Ada Apa dengan Rights Issue

Sabtu, 04 Juni 2016 - 06:30 WIB
Ada Apa dengan Rights Issue
Ada Apa dengan Rights Issue
A A A
LUKAS SETIA ATMAJA
Financial Expert - Prasetiya Mulya Business School

INVESTOR atau pemegang saham adalah pemilik perusahaan. Ia memiliki banyak hak, seperti hak untuk memperoleh dividen, hak suara (voting right) dalam rapat umum pemegang saham (RUPS) serta hak untuk membeli saham baru perusahaan.

Hak yang terakhir ini sering diberikan saat perusahaan punya hajatan menambal modal perusahaan. Maka, perusahaan yang masih dalam tahap pertumbuhan tinggi serta punya keterbatasan berutang ke bank akan sering melakukan rights issue.

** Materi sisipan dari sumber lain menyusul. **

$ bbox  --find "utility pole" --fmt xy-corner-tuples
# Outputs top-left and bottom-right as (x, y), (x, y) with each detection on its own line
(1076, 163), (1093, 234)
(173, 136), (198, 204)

Sebagai investor jangka panjang, sebaiknya kita memahami apa dan mengapa perusahaan melakukan rights issue?

Apa dampaknya terhadap kekayaan pemegang saham? Ada tiga sumber pendanaan: dari laba bersih perusahaan yang tidak dibagikan kepada pemegang saham (laba ditahan), berutang serta menambah modal ekuitas. Bagi perusahaan publik, cara menambah modal ekuitas bisa melalui sistematika dengan atau tanpa hak memesan efek terlebih dahulu (HMEDT).

Jika menambah modal dengan HMETD, perusahaan memberikan hak kepada seluruh pemegang saham saat ini untuk membeli saham baru secara proporsional. Misalnya, A adalah pemegang 50% saham, maka ia berhak membeli 50% dari saham baru yang ditawarkan. Proses ini sering disebut rights issue atau rights offering. Bagi pemegang saham, hak memesan efek terlebih dahulu (HMETD) ini sangat penting karena memproteksi pemegang saham dari dilusi (pengenceran) kontrol perusahaan (voting rights) maupun kekayaan sang pemegang saham.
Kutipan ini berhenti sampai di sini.